Las dos semanas que faltaban para mi viaje a Seúl las pasé dedicado a cosas que, supongo, hacían esos ilusionados novios de antaño en los días que precedían a la boda, en la que los dos iban a perder la virginidad: comprarme ropa, zapatos, cortarme los cabellos (no con el peluquero rascuachi a la espalda de la Unesco donde lo hacía siempre sino en una peluquería de lujo de la rué St. Honoré) y, sobre todo, recorrer boutiques y tiendas de señoras para elegir un regalo discreto, que la niña mala pudiera disimular en su propio vestuario, y a la vez original, delicado, que le dijera esas cosas tiernas y bonitas que yo ansiaba decirle al oído. Todas las horas que dediqué a buscarle el regalo me decía que yo era ahora todavía más imbécil de lo que había sido nunca antes y que me merecía ser tratado una vez más con la punta del zapato y revolcado en la mugre por la amante del jefe Yakuza. Al final, después de tanto buscar, terminé comprando una de las primeras cosas que vi y que me gustaron, donde Vuitton: un neceser con una colección de frasquitos de cristal para perfumes, cremas y lápices de labios, y una agenda y un lápiz de concheperla que se ocultaban en un falso fondo. Había algo vagamente adulterino en ese escondrijo del coqueto neceser.
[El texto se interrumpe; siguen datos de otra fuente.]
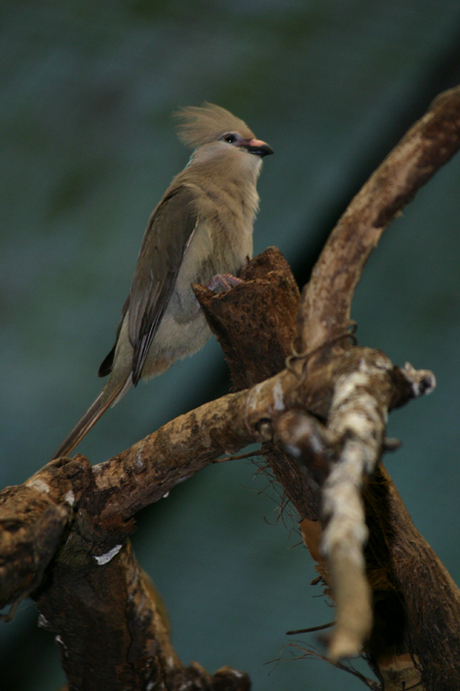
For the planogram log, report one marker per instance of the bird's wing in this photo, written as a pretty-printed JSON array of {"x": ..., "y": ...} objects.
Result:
[{"x": 165, "y": 241}]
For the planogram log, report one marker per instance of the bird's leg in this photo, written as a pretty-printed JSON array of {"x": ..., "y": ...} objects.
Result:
[{"x": 224, "y": 281}]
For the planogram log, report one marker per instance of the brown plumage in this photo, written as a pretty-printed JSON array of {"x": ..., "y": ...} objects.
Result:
[{"x": 202, "y": 227}]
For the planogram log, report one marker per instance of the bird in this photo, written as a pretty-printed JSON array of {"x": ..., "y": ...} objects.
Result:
[{"x": 201, "y": 231}]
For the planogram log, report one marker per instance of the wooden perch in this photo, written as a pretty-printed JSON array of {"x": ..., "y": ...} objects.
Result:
[{"x": 322, "y": 424}]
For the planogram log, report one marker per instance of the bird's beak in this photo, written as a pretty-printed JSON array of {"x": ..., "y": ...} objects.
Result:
[{"x": 258, "y": 147}]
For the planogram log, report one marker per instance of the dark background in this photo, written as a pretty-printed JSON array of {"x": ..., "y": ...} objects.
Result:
[{"x": 87, "y": 148}]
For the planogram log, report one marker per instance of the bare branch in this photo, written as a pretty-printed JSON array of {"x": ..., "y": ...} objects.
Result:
[{"x": 324, "y": 309}]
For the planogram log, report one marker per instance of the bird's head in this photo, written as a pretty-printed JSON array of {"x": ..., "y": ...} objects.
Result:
[{"x": 215, "y": 133}]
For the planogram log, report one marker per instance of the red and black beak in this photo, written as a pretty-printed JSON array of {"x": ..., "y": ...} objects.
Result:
[{"x": 258, "y": 147}]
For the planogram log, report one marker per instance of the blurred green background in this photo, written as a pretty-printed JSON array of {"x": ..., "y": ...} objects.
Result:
[{"x": 87, "y": 148}]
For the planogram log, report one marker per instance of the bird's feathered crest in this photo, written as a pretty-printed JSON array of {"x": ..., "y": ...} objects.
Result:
[{"x": 207, "y": 124}]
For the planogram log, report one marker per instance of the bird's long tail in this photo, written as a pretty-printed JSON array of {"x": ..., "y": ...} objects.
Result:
[{"x": 92, "y": 415}]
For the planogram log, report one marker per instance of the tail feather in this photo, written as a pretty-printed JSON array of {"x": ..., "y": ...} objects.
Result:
[{"x": 92, "y": 415}]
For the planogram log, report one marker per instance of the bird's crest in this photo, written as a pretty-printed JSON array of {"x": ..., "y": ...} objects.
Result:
[{"x": 207, "y": 124}]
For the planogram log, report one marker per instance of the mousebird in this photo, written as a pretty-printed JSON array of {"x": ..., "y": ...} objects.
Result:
[{"x": 200, "y": 232}]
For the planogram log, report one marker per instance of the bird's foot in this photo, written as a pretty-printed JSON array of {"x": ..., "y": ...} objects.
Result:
[{"x": 224, "y": 282}]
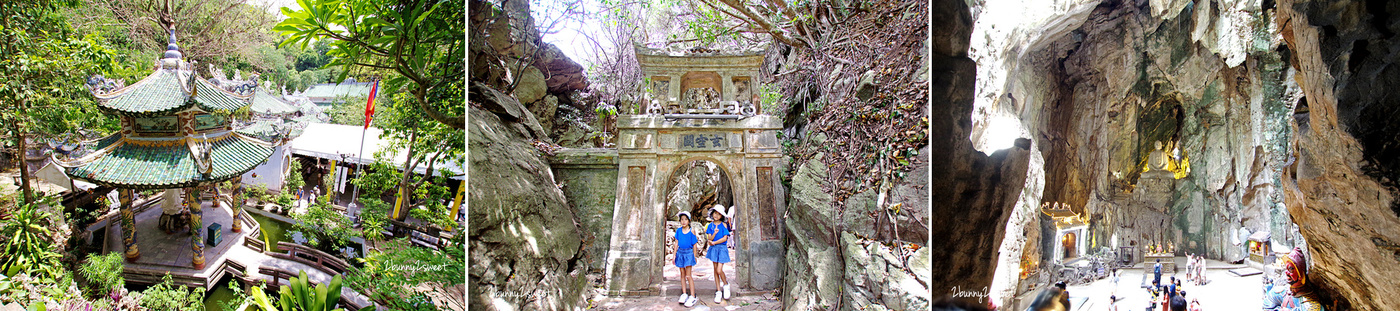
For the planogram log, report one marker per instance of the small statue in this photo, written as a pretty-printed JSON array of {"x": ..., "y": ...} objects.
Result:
[
  {"x": 1157, "y": 159},
  {"x": 1298, "y": 294}
]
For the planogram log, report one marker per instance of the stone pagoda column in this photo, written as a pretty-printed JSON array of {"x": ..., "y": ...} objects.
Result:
[
  {"x": 237, "y": 203},
  {"x": 128, "y": 224},
  {"x": 196, "y": 223}
]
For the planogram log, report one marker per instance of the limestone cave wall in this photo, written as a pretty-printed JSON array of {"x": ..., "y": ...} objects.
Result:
[
  {"x": 527, "y": 245},
  {"x": 1340, "y": 189},
  {"x": 1096, "y": 84}
]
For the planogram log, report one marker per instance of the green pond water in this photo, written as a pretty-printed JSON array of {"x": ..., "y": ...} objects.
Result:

La conferencia de Seúl fue agotadora. Era sobre patentes y tarifas y los oradores recurrían a un vocabulario muy técnico, que me duplicaba el esfuerzo. La excitación de los últimos días, el jet lag y la diferencia de horas entre París y Corea me tuvieron desvelado y con los nervios de punta. El día que llegué a Tokio, al comienzo de la tarde, caí rendido de sueño en la minúscula habitación que me había reservado el Trujimán en un hotelito del centro de la ciudad. Dormí cuatro o cinco horas de corrido y a la noche, después de una larga ducha fría para despertar, salí a cenar con mi amigo y su amor japonés. Desde el primer momento presentí que Salomón Toledano estaba mucho más enamorado de Mitsuko que ella de él. Al Trujimán se lo veía rejuvenecido y exaltado. Llevaba una corbata pajarita que nunca le había visto antes y un traje de corte moderno y juvenil. Hacía bromas, multiplicaba los gestos de atención a su amiga y con cualquier pretexto la besaba en las mejillas o la boca y le pasaba el brazo por la cintura, algo que a ella parecía incomodarle. Era mucho más joven que él, simpática y bastante agraciada, en efecto: lindas piernas y una carita de porcelana en la que titilaban unos ojos grandes y vivarachos. No podía disimular una expresión de desagrado cada vez que Salomón se le arrimaba. Hablaba muy bien el inglés y su naturalidad y cordialidad experimentaban una especie de parón cada vez que mi amigo le hacía esas ostentosas demostraciones de cariño. Él parecía no advertirlo. Fuimos primero a un bar en Kabuki-cho, en Shinjuku, un barrio lleno de cabarets, tiendas eróticas, restaurantes, discotecas y casas de masajes entre los que circulaba una espesa muchedumbre. De todos los lugares salía una música desaforada y había un verdadero bosque aéreo de luces, enseñas y avisos publicitarios. Me sentí mareado. Después, cenamos en un sitio más tranquilo, en Nishi-Azabu, donde, por primera vez, probé comida japonesa y bebí el tibio y áspero sake. A lo largo de toda la noche se acentuó mi impresión de que la relación entre Salomón y Mitsuko estaba lejos de funcionar tan bien como aseguraba el Trujimán en sus cartas. Pero, me decía, ello se debe sin duda a que Mitsuko, parca en sus demostraciones de afecto, no se acostumbra todavía a la manera expansiva, mediterránea, de Salomón de exhibir ante el mundo la pasión que ha despertado en él. Ya se habituará.